BSB Crô. 1 – 2012: TRAJES*




Confiando na sequitude do Brasil Central, vesti camisa de manga curta e bermuda; e já me reacostumando aos endereços em coordenadas geográficas, o segundo dia do ano na capital federal foi dedicado ao conhecimento do local de serviço de minha namorada: Órgão Público –AJ, Setor Autarquias Sul Q 1 e 2, bem pertinho do prédio da AGU. Saída fácil do CCSW para pegar o Eixo Monumental e logo de frente encarar o Memorial JK e ver o cocuruto dos prédios gêmeos entre o côncavo e o convexo de nossas casas legislativas. Desde 1997 não os via.

Só que chovia fino e ventava como no Tropical de Altitude onde vivo. Como não sou de me arrepender do que vesti ao sair de casa, encarei minha desventura. Chegando ao prédio, entramos pela garagem. Cumprimentei um que ela cumprimentara, ajudei-a a estacionar como sói fazer um flanelinha diplomado e subimos pelo elevador até ao saguão onde se bate o ponto.

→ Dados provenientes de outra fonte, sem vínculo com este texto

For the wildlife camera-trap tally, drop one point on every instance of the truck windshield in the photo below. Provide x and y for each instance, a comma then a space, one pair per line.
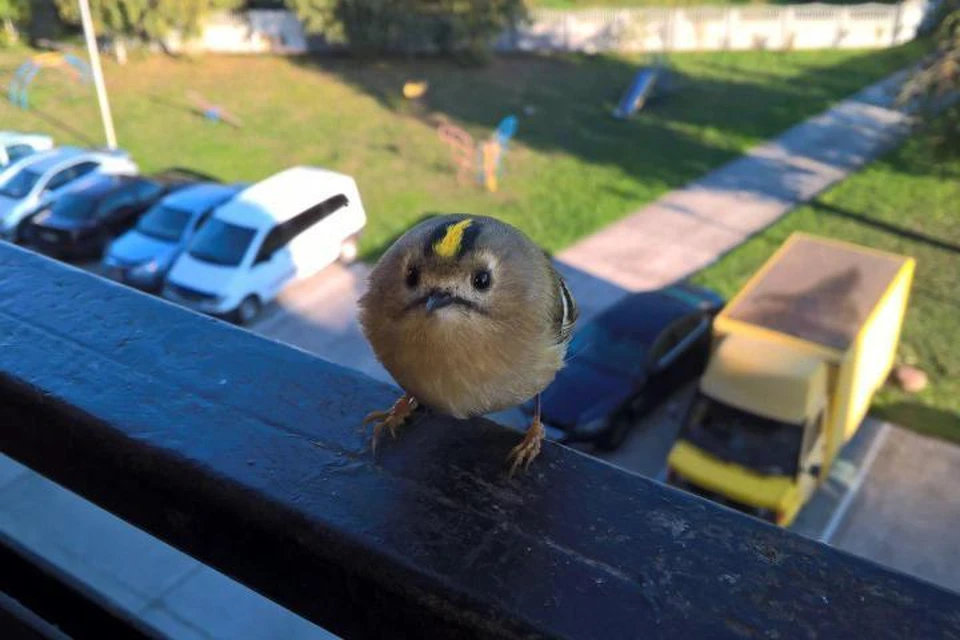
769, 447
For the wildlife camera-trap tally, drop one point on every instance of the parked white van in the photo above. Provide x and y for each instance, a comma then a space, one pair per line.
284, 228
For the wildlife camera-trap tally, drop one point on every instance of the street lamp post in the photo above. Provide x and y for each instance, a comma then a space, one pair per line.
91, 39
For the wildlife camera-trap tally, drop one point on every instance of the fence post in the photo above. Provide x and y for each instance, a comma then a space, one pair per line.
897, 22
843, 27
787, 29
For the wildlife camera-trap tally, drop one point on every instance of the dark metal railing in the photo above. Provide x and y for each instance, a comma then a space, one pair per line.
246, 455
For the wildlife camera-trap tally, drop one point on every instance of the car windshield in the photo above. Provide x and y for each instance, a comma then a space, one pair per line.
73, 207
223, 243
769, 447
164, 223
615, 352
20, 184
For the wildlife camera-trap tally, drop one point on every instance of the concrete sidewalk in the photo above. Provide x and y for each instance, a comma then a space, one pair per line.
666, 241
690, 228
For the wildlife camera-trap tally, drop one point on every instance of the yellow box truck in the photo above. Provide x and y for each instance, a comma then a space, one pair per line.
797, 356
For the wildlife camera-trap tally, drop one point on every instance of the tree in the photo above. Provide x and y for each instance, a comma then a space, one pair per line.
935, 84
148, 20
13, 12
460, 27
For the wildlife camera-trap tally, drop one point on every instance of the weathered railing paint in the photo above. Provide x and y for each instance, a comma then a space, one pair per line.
246, 454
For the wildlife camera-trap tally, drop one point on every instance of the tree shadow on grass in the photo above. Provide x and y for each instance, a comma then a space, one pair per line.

Versão moderna de O Processo, de Franz Kafka. Algumas almas de uniforme, engravatadas em borboleta e de terno preto. Faixas em paredes e portas: Conexão, Masculino, Almoxarifado, Feminino. Secretarias e secretárias. Vão central naturalmente iluminado, passarelas que ligavam o nada ao lugar nenhum, corredores obscuros, portas secretas seguindo a mesma textura de madeira das paredes, numa delas, de repente, eu entro. Assessoria Jurídica. Ali ela e sua amiga trabalhavam em pleno começo de ano.

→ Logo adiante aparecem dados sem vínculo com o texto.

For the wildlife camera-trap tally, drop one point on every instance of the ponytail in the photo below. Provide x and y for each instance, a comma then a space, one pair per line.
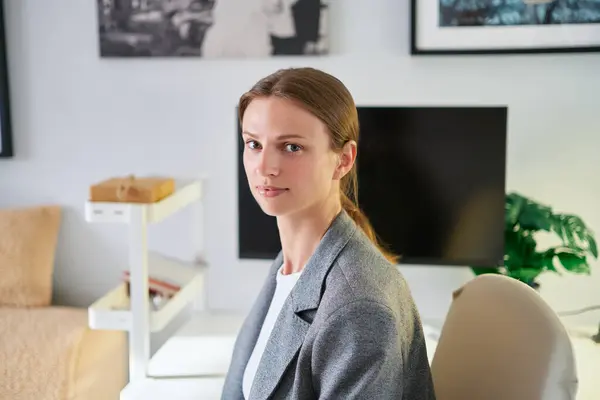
349, 186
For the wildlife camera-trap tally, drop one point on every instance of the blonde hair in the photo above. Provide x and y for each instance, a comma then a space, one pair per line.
327, 98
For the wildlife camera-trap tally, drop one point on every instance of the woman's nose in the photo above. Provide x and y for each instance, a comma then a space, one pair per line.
268, 164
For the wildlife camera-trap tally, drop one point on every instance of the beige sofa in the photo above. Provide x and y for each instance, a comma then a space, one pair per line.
48, 352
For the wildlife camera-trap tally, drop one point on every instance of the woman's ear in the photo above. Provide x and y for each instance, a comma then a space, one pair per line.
346, 159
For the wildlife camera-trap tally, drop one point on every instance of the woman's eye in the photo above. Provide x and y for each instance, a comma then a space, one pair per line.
252, 144
292, 148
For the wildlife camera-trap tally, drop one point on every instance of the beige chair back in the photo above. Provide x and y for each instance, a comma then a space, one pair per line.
502, 341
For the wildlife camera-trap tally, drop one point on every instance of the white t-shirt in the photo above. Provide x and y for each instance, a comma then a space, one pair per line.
285, 284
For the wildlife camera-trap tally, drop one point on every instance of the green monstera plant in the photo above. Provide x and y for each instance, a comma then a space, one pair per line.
522, 258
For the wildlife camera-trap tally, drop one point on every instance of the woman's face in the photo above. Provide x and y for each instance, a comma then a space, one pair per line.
288, 159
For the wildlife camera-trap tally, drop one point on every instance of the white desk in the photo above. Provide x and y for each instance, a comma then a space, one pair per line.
183, 358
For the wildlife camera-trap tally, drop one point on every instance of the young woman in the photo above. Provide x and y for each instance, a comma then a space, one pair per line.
335, 319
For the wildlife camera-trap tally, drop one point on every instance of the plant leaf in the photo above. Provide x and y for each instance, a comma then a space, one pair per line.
525, 274
592, 246
547, 260
574, 262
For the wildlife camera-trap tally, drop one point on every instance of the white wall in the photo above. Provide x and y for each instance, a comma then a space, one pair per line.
79, 119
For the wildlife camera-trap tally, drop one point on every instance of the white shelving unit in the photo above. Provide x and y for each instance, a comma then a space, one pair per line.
134, 314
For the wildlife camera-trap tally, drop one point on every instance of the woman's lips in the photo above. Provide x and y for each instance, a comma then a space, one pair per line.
270, 191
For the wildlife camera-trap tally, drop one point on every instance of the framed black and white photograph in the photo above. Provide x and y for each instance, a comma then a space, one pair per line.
504, 26
212, 28
6, 142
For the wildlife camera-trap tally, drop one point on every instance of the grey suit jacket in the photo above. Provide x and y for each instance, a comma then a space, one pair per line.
348, 330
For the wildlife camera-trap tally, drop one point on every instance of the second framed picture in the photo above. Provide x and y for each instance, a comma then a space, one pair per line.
504, 26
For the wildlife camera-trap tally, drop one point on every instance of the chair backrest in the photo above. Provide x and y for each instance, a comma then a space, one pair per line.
502, 341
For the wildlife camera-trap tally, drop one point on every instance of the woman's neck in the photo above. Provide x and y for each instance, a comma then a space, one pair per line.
301, 233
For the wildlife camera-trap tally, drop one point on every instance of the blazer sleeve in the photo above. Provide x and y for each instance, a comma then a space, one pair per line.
357, 354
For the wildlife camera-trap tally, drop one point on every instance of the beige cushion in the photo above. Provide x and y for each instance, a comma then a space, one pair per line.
501, 341
49, 353
28, 238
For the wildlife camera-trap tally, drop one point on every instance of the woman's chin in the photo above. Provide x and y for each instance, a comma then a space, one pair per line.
273, 210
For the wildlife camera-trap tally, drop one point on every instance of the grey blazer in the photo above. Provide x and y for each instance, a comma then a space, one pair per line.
348, 330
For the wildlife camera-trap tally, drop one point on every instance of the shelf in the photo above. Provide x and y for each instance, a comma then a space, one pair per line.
202, 347
209, 388
110, 312
108, 212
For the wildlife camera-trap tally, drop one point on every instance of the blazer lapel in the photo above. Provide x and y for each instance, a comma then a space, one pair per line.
249, 334
290, 328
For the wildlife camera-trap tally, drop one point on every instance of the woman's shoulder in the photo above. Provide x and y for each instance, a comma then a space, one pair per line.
362, 274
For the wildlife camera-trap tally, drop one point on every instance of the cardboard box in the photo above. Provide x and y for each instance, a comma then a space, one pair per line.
132, 189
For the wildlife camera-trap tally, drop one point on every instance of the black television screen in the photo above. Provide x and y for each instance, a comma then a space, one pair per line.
430, 179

Recebi a indicação de onde era o banheiro daquele andar. Fiz muito esforço para gravar o caminho de volta antes mesmo de ir. Voltei errando somente uma vez, arriscando-me a entrar em salas não autorizadas. Invadi a mesa de um funcionário, o que era permitido e, enquanto as duas discutiam valores tentei ler um conto do Octaedro, de Cortázar, desisti, escrevi três linhas:O que pode sair de uma vontade de escrever quando se está na Assessoria Jurídica, conforme indica o logotipo deste bloco? O melhor seria ler um conto de Cortázar, "Liliana chorando", mas está muito forte... voltarei à leitura. Tentei voltar a ler, mas o que devia fazer, como fiz, era dar uma volta pelo setor, à procura de um café, de bar, de algo inusitado.

Titubeantemente seguro, localizei a portaria e a ela me dirigi. No primeiro lance de escadas os olhares não eram amistosos. Funcionários da limpeza e outras almas miravam-me com espanto retido, com razão, pensei, pois não havia me identificado na portaria. Mas me fiz de gente boa e os cumprimentei com acenos e boas tardes; assim fui até à portaria, quando os engravatados que ali estavam interromperam o alegre assunto e voltaram seus olhares para mim.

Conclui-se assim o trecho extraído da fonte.